Inwieweit schreckt Sie das Leid der Menschen noch? Wie schwer ist es für Sie, damit professionell umzugehen?
Natürlich schockiert mich das Schicksal der Menschen bei den jeweiligen Notfalleinsätzen jedes Mal. Ich hoffe auch, dass ich mein Mitgefühl niemals verlieren werde. Aber natürlich gibt es auch eine professionelle Barriere. Das ist bei diesen Einsätzen sogar sehr wichtig. Das Team, mit dem man zusammenarbeitet, hilft, das Erlebte zu verarbeiten. Bei "Ärzte ohne Grenzen" gibt es außerdem Psychologen, mit denen man nach jedem Einsatz reden kann.

Sie sind nur vorübergehend in Deutschland. Wann brechen Sie wieder auf? Und wohin?

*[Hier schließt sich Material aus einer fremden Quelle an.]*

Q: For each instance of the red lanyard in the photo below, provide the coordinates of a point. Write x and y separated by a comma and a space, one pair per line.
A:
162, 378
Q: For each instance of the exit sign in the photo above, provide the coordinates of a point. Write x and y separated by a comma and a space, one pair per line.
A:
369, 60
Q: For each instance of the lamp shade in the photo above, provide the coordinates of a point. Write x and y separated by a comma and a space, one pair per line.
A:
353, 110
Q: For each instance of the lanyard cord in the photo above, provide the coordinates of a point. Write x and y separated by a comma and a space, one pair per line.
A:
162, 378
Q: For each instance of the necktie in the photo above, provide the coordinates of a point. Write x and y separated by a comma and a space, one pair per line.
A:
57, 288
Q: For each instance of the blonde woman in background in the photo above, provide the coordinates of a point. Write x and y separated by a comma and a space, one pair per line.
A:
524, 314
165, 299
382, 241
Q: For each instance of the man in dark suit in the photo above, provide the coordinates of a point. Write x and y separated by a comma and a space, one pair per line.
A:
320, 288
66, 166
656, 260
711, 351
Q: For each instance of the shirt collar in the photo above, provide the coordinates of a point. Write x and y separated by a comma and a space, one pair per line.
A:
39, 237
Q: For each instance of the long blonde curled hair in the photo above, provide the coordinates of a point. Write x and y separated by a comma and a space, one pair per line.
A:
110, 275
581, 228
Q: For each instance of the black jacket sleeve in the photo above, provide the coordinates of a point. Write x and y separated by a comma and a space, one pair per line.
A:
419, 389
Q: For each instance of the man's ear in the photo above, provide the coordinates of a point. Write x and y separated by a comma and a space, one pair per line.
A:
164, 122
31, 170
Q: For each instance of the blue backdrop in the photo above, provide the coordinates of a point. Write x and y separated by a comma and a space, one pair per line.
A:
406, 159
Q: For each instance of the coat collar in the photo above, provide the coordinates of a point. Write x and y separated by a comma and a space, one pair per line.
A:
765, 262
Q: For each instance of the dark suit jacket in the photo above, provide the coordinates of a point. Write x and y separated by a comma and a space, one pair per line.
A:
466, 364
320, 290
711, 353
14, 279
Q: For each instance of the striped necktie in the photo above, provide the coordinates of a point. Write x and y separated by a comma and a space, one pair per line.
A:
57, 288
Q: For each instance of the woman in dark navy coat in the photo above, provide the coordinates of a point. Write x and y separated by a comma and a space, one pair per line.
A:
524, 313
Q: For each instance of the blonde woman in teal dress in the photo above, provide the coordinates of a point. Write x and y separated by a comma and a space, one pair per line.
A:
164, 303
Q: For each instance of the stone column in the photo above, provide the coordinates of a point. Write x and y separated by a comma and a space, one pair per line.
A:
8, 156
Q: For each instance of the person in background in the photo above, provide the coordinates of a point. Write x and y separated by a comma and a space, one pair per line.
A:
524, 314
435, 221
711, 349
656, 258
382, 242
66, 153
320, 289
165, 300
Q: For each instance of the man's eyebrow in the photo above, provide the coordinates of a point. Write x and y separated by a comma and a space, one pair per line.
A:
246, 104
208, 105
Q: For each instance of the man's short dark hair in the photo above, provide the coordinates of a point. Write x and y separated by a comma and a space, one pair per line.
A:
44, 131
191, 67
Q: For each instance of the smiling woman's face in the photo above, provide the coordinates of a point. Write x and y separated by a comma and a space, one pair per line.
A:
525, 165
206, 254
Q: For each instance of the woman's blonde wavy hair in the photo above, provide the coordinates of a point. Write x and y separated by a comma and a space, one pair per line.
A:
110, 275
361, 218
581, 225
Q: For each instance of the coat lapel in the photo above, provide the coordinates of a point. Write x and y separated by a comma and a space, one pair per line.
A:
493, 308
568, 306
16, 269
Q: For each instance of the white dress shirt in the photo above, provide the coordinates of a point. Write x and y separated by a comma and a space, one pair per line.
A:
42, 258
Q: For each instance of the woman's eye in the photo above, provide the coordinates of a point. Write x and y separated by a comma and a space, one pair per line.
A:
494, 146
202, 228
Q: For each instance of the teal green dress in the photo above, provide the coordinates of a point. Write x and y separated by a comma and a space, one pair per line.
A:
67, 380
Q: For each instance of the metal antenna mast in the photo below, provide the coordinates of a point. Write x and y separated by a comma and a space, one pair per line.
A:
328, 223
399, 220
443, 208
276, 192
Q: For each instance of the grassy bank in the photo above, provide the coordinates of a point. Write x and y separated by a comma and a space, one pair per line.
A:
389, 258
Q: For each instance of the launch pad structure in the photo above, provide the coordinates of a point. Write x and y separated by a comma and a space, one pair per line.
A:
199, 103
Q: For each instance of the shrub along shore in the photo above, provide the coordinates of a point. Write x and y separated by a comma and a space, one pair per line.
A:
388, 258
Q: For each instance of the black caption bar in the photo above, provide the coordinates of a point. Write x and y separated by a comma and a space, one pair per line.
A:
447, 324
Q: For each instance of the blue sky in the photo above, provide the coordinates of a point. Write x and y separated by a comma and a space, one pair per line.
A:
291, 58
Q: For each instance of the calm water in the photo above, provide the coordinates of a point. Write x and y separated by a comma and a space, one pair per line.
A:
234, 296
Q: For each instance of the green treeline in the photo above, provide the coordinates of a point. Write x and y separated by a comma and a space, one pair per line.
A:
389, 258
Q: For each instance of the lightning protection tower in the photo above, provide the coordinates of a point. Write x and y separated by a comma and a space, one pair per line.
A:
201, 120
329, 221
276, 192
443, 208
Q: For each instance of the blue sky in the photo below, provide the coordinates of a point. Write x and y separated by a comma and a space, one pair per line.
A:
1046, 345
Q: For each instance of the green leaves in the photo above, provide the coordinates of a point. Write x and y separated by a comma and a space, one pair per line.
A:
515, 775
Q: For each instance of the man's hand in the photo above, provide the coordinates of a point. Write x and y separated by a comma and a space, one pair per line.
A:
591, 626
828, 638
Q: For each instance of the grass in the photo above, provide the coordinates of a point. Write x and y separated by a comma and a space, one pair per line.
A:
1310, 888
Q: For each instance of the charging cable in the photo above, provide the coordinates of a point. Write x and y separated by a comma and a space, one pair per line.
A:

Nächste Woche wird es schon wieder losgehen. Wohin, weiß ich nicht genau. Ich gehöre dem Notfallpool bei "Ärzte ohne Grenze" an. Das bedeutet, dass ich mich bereit erklärt habe, überallhin zu gehen, wo es einen Notfall gibt. Das kann zum Beispiel eine Epidemie sein, die irgendwo ausgebrochen ist. Oder ein Hurrikan oder ein Erdbeben. Es kann auch sein, dass ich in ein Kriegsgebiet geschickt werde. Ich bin offen für alles.

Werden sie wieder für länger - also inklusive Weihnachten und Silvester - in einem Krisengebiet tätig sein?
Ja, die Einsätze dauern normalerweise bis zu drei Monate. Sehr wahrscheinlich werde ich also an Weihnachten nicht bei meiner Familie sein. Doch ich hatte nun Gelegenheit, den 79. Geburtstag meines Vaters mitzufeiern. Das war mir eigentlich wichtiger als Weihnachten.